The intriguing thing wasn’t the error itself--in construction, mistakes happen all the time. Rather, it was that the evidence was still right there in front of everybody, frozen in time, so vivid and immediate that you could practically still hear the expletives bouncing off the rafters.
Compelling architecture, whether magnificent or mundane, seems to have a common property--an ability to record and reflect the traces of human presence. In a great Gothic cathedral, for instance, the original builders may speak to us through a skillful piece of joinery, a beautiful carving, a radiant expanse of stained glass. What’s more, we sense the presence of all those who’ve entered--the generations whose passage has worn a stairstep smooth, or whose grip has polished a bronze handle to a brilliant patina.

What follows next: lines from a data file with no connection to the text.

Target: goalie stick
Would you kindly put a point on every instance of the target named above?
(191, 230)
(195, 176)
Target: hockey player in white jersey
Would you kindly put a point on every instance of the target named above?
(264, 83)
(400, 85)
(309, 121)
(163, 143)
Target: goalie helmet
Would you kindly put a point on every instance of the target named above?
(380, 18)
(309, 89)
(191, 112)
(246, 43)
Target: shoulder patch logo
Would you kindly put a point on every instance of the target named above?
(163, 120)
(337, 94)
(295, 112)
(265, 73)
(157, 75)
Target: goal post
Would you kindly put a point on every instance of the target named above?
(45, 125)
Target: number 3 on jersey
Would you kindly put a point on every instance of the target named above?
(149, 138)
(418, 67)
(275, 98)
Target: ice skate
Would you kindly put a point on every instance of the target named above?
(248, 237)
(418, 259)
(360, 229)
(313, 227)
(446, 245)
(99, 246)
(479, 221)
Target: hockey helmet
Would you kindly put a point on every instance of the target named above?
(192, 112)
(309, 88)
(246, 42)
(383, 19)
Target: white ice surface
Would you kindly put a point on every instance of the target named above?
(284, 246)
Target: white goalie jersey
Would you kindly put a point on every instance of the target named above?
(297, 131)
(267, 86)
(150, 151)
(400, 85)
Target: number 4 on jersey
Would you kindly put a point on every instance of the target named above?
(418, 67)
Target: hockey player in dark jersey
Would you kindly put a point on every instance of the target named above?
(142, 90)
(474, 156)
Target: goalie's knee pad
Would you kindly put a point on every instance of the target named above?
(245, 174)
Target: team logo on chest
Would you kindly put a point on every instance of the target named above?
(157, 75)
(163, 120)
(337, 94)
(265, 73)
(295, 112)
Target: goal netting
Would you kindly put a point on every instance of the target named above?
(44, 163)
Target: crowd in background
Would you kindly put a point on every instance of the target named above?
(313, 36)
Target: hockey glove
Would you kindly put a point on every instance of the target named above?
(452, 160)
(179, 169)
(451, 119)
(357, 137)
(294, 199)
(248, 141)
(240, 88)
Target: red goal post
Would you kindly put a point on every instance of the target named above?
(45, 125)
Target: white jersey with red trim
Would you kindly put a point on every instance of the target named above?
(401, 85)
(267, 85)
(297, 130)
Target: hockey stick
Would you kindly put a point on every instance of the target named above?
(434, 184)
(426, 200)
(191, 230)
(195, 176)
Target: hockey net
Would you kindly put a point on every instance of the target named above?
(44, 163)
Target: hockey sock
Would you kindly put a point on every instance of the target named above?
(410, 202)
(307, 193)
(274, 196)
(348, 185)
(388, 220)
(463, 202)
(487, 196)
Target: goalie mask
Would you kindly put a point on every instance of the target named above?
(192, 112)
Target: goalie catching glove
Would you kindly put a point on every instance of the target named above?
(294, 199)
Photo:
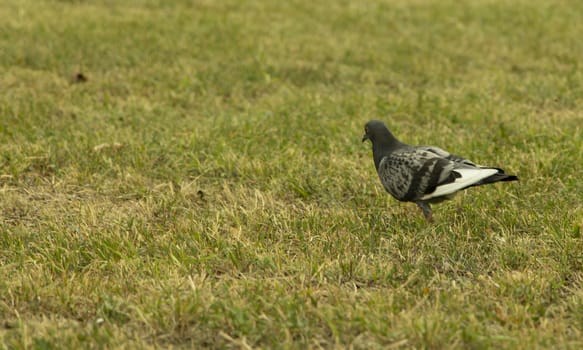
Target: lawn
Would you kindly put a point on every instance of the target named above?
(189, 174)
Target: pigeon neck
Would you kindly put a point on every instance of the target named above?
(384, 147)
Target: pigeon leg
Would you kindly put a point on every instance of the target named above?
(426, 208)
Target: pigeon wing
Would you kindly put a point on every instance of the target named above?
(409, 175)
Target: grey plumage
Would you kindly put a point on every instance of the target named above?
(424, 174)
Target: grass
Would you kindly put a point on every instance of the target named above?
(205, 185)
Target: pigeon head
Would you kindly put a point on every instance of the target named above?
(383, 142)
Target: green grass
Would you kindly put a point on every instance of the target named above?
(207, 187)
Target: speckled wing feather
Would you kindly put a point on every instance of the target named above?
(459, 161)
(411, 173)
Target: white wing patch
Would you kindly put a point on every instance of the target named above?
(469, 176)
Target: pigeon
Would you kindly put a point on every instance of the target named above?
(424, 174)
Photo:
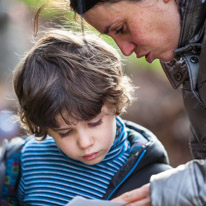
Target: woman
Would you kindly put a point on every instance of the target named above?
(174, 32)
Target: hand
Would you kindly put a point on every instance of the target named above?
(137, 197)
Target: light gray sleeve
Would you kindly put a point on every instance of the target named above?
(181, 186)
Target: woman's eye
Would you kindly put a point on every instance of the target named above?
(66, 133)
(120, 30)
(94, 124)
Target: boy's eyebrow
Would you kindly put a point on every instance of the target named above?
(60, 129)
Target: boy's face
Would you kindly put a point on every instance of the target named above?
(86, 141)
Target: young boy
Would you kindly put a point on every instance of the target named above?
(71, 91)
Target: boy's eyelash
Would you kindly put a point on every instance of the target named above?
(121, 30)
(94, 124)
(66, 133)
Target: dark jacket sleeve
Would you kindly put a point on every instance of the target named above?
(184, 185)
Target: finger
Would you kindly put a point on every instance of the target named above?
(134, 195)
(143, 202)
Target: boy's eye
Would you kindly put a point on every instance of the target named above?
(66, 133)
(120, 30)
(94, 124)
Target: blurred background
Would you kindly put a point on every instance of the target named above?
(158, 106)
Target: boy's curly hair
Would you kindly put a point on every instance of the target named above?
(63, 72)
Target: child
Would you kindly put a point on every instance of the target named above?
(71, 91)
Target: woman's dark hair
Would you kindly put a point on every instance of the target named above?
(63, 73)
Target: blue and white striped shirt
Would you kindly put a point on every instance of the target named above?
(51, 178)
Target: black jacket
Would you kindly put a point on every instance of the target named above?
(189, 69)
(186, 185)
(150, 159)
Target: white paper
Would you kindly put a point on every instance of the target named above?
(80, 201)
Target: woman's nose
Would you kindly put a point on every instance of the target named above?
(126, 47)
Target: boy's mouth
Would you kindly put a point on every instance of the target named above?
(91, 156)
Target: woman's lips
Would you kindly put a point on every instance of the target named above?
(148, 58)
(91, 156)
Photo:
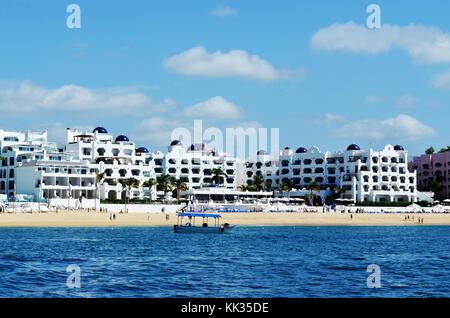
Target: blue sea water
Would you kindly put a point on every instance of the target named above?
(250, 262)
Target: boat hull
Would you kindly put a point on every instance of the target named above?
(199, 229)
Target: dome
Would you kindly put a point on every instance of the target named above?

But magnificent buildings aren’t the only ones with this property. Humble ones--a barracks, a barn, or a quirky little restaurant--can have it as well. And sometimes, the thing that engages us is nothing more remarkable than a plain old mistake.
That, after all, is what lured me from my pancakes into a reverie about what happened on the day that nameless carpenter framed the roof of Sam’s Log Cabin. Did he have something else on his mind--a sick child at home, an argument with a friend, an overdue rent payment? Or did he just down a few too many for lunch?
We’ll never know for sure, but in any case, the exact hows and whys don’t matter. What matters is the momentary kinship with that person-- perhaps long gone--who was probably not so very different from us, and who has reached across time to give us a metaphorical nod of recognition. Sometimes that person touches us with beauty, and sometimes, as in this case, through a personal foible of the kind we’ve all experienced. Either way, the inert matter of architecture has briefly assumed the power to remind us of what it means to be human. Two pancakes, two eggs, two strips of bacon, and a quick lesson in humanity--not bad for $6.95.